Copenhagen Fountains & Benches
Why fountains and benches, you may ask.
The identity of a city is determined of several elements.
The experience, how it feels to go about and stay in the city, depends of the physical characteristics of the city.
It can be a question of the mix of functions between habitation, stores and offices, and to what degree the functions meeting place, market place and traffic are considered, and of the relations between the sizes and placing of pavement, cycle track and roadway.
How do the fronts of the buildings look, are they tall, well-preserved, simple or rich on decoration. What kind of road surface is applied, are there a lot of green areas, plantation, cycle racks, open places, fountains and benches around?
Especially: Do you meet other people? What kind of other people you meet, and how you meet them, also play a role. The same goes on a more general aspect for sense-stimulation and richness of experiences.
And much more can of course be said about that.
... or borrow the book from the library
The identity of the city is made up of the sum of several elements.
It is far from the intentions of the book to play the expert on the complicated interactions between architectural, social-psychological and anthropological approaches, that give rise to the tempting city. On the contrary, the scope is much more humble, namely to play a little around with two of the before-mentioned identity-constituents, fountains and benches.
There are several fountains to be found in Copenhagen - some of which are famous and hold a high artistic quality, while others are more obscure and unimportant. In the same way you will find renowned and well-attended benches and benches that virtually never experience to be 'benched'.

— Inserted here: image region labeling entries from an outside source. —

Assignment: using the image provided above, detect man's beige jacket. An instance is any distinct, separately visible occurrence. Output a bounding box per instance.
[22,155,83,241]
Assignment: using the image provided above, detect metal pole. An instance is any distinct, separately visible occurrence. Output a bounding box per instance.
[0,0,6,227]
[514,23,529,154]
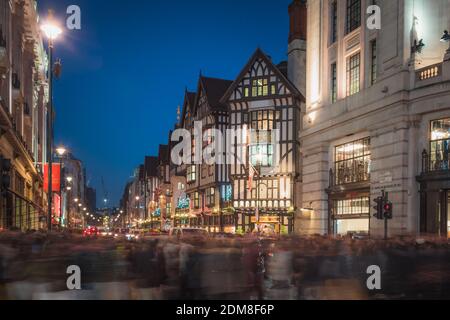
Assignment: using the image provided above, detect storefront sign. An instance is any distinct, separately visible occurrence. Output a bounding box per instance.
[252,216,280,223]
[44,163,61,192]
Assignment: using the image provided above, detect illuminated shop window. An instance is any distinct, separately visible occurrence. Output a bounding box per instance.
[430,118,450,171]
[334,138,371,185]
[186,165,197,182]
[194,192,200,209]
[206,188,216,206]
[346,0,361,34]
[333,197,370,216]
[347,53,361,96]
[249,110,274,167]
[252,79,269,97]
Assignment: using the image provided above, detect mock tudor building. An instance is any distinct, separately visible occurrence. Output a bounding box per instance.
[296,0,450,237]
[222,49,304,234]
[184,75,234,232]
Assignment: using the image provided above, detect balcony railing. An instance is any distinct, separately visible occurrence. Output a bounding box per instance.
[422,148,450,173]
[12,73,20,90]
[330,165,370,187]
[416,63,442,81]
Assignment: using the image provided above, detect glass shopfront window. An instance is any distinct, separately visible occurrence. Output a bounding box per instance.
[430,118,450,171]
[335,138,371,185]
[333,196,370,235]
[333,197,370,217]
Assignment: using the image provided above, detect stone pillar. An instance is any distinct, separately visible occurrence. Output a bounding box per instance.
[295,144,330,235]
[288,0,307,97]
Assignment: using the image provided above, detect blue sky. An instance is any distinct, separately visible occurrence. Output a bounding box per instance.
[38,0,291,205]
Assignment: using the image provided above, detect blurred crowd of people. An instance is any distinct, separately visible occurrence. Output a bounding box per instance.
[0,232,450,300]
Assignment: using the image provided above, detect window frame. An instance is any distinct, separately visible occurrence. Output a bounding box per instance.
[330,62,337,103]
[333,137,372,186]
[346,51,361,97]
[345,0,362,34]
[370,39,378,85]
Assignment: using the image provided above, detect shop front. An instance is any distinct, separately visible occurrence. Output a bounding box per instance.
[237,210,294,235]
[327,138,371,236]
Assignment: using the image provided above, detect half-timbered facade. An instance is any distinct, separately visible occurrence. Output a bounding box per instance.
[186,76,234,232]
[222,49,304,234]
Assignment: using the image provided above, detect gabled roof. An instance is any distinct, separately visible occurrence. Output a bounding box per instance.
[220,48,306,103]
[194,75,233,113]
[180,90,196,128]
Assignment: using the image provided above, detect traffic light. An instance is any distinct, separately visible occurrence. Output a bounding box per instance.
[373,197,384,220]
[383,200,393,219]
[0,157,11,192]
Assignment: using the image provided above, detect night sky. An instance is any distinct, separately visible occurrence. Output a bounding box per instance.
[38,0,291,205]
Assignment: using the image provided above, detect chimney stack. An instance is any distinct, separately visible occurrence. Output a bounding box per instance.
[288,0,308,97]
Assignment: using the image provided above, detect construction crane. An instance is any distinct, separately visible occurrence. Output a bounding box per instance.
[102,177,108,208]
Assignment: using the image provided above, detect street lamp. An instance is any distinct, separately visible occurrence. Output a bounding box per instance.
[41,10,62,231]
[441,30,450,61]
[56,146,69,227]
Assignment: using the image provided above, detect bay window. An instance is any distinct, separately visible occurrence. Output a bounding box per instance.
[334,138,371,185]
[249,110,275,167]
[430,118,450,171]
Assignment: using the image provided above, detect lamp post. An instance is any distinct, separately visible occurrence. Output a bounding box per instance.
[41,10,62,231]
[441,30,450,61]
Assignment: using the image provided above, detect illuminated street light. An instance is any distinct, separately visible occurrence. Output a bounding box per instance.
[41,10,62,231]
[41,10,63,42]
[56,147,67,157]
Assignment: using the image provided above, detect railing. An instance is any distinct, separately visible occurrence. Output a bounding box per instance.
[12,73,20,90]
[23,102,31,116]
[330,165,370,187]
[422,147,450,173]
[416,63,442,81]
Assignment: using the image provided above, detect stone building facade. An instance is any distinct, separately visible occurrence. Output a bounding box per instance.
[296,0,450,237]
[0,0,48,231]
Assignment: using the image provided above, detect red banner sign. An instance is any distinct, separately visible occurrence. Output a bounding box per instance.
[53,193,61,218]
[44,163,61,192]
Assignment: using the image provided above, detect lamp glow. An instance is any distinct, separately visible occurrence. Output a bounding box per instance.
[41,10,63,41]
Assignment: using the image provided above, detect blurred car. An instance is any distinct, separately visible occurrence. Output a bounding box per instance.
[213,232,240,239]
[83,227,99,237]
[169,228,209,240]
[114,228,129,240]
[125,230,143,241]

The majority of the fountains are traditionally observed and reproduced from the urban open space that surrounds them.
I have chosen to continue the focus of my previous book concerning untraditonal perspectives and therefore, I have decided to photograph the fountains from their fountain basins. In other words the pictures are all taken with a camera that is completely or partially under the water.
As far as the bench-pictures are concerned I have used a more traditional photographic approach.
The untraditional angle here lies rather in the very fact, that benches are made the focal point of the pictures.